ASUS’ Republic of Gamers is kicking off CES 2026 with something a little different from the usual keyboards and GPUs: the ROG Cetra Open Wireless, a pair of open-ear gaming earbuds that try to blend low-latency esports gear with the “hear-what’s-around-you” ethos of modern fitness buds.​
Instead of sealing your ears like traditional in-ear gaming buds, the Cetra Open Wireless hook over your ears with liquid silicone loops and rest just outside the ear canal, so you can still hear traffic, teammates in the same room, or the knock on your door while you grind ranked matches or jog around the block. The design is very much in line with the broader open-fit trend popularized in fitness audio—think Shokz OpenFit or Bose’s Ultra Open—but with the ROG flourish: angular lines, visible branding, RGB lighting on the outside of the driver housing and a detachable reflective neck strap for a bit of cyberpunk visibility at night.​
What makes these interesting for gamers is the connectivity story. ASUS is bringing its SpeedNova 2.4GHz tech—previously seen in its gaming mice and in the ROG Cetra True Wireless SpeedNova—to an open-ear form factor. In practice, you get dual-mode wireless: standard Bluetooth for phones, tablets and laptops, and a dedicated 2.4GHz low-latency link via a USB‑C dongle for consoles, PCs, handhelds and phones that support USB‑C audio. That dongle supports one-way passthrough charging, so you can plug it into a device like a gaming phone or handheld and still charge the device while playing, which is a small but very “someone thought this through” detail for marathon sessions.​
Inside each earbud sits a 14.2mm driver with a diamond-like carbon (DLC) coated diaphragm, which ASUS is using to pitch the usual trio of crisp highs, deep bass and a wide soundstage. For an open-fit design, bass is usually the Achilles’ heel—there’s just no seal to reinforce low frequencies—so ASUS is layering in some software tricks. Two onboard sound profiles, Phantom Bass and Immersion Mode, are built into the buds themselves. Phantom Bass is meant to boost low-end perception without just turning everything into a muddy boom, while Immersion Mode focuses on dialing down some ambient noise to help you stay locked into your game or playlist without cutting you off from the world.​
Physically, ASUS is leaning hard on comfort and control. The liquid silicone ear hooks are shaped for all‑day wear, with that removable reflective neck strap adding both security and a bit of safety for runners and cyclists who want to stay visible at night. Instead of the increasingly common touch surfaces, ROG has gone with tactile physical buttons on each earbud. That’s a smart call for a product aimed at sweaty workouts and high‑stress gaming; touch controls can misfire with rain, sweat or accidental grazes, while clicky buttons remain usable when your fingers are wet and make it much harder to trigger commands by mistake.​
Durability and endurance are tuned for active use rather than pure audiophile sessions.

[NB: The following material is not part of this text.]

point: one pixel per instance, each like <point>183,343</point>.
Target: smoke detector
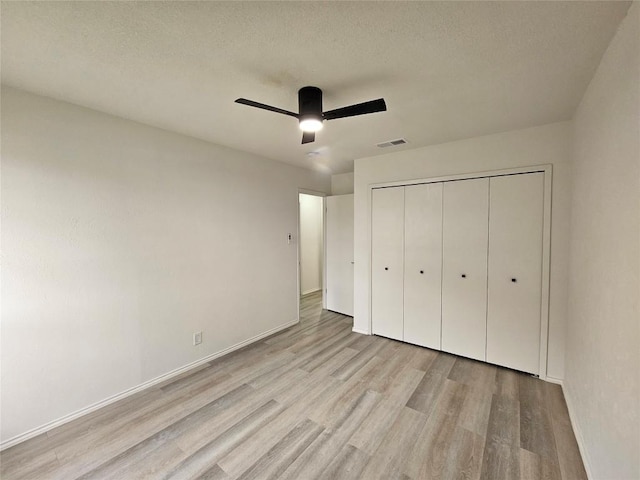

The Cetra Open Wireless carry an IPX5 rating, so they can shrug off sweat and rain without you babying them. Battery life lands at up to 16 hours of continuous playback in Bluetooth mode with RGB off, on-board sound modes disabled and the mic muted—a reasonable figure for open-ear buds that aim to live on your head most of the day. If you forget to charge them before a run, a 15‑minute top‑up gets you up to three hours of listening time, which is more than enough for a commute or a workout.​
From a market perspective, ASUS is stepping into a packed but fast-growing segment. Open-fit buds have gone from niche to mainstream over the past couple of years, with options ranging from Shokz’s sports-first OpenFit line to more lifestyle-focused picks from brands like Bose and Huawei. The ROG Cetra Open Wireless differentiates itself by going all‑in on gaming features: the SpeedNova 2.4GHz link, the USB‑C dongle with passthrough charging, RGB, and a sound profile tuned for positional audio and dialog clarity as much as music. That makes them less of a generic “AirPods alternative” and more of a bridge product—something that can live on your ears from the morning commute through a gym session and straight into an evening of ranked Valorant or Genshin on a handheld.​
There are still open questions ASUS hasn’t fully answered yet—exact regional pricing, full codec support matrix, mic quality in noisy environments, and how well those audio modes work outside of marketing slides—but the intent is clear. ROG wants to be the brand you think of, not just for the desk-bound battle station, but for the in‑between moments: walking the dog, sprinting to catch the train, or sneaking in a few rounds on a handheld at a café. The Cetra Open Wireless is a bet that gamers don’t just want “gaming” audio when they sit down at a PC; they want something that keeps up with the rest of their day, without blocking out the world—and without the input lag that usually comes with cutting the cord.